Industrial Automation Stays Bullish on Growth

Aug. 8, 2013
The Industrial Automation Market Is Pegged to Grow 6.2% This Year to About $170 Billion

The market for industrial automation equipment (IAE) is pegged to grow 6.2% this year to about $170 billion, helped in part by the recovery of global manufacturing in the first quarter, according to "The World Market for Industrial Automation Equipment" report from IHS/IMS Research.

The more optimistic 2013 outlook contrasts with the anemic market conditions of last year that were aggravated by the interconnected nature of a globally linked space, says Jenalea Howell, research manager for the Industrial Automation service at IHS. "The interdependence of the world's industrial markets came to the fore during 2012, and made its presence felt as weak demand in some regions hit the exports of others, causing revenue from industrial automation equipment (IAE) to grow only 3.7%."

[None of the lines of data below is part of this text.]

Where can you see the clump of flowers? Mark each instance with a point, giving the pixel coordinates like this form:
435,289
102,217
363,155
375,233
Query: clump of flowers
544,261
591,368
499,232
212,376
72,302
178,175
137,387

Growth in the U.S. will be a benefit rather than requirement in 2013 as conditions all around have now improved. "For one, leading indicators — including machinery orders and manufacturing activity — point to increasing demand for industrial products during the next six months," Howell reports. "Moreover, progress has been observed in the markets of China, Europe and the United States in the first half this year, fueling confidence that the IAE space is headed toward renewed vigor."

Signs of economic health are likewise springing up in the U.S., where greater growth stemming from a variety of factors — ranging from rising natural gas exploration and production, to strengthening housing markets, to rising exports — will help propel demand for industrial automation equipment and boost the IAE global market, concludes Howell.

The IAE market slowdown in 2012 created a more cautious approach to spending within the industry, as many fear the prospects of another recession and as investors are now more aware of market risks. Perhaps heeding the lessons of a spendthrift past, many industrial automation companies are now holding record levels of cash — money that could be made available to support lean inventory operations should such a need arise.

The current trend has one downside, however. While more high-functionality automation products are set to launch, less functional products entering the market also will make their impact felt. The result overall could be a slowing down in revenue growth moving forward.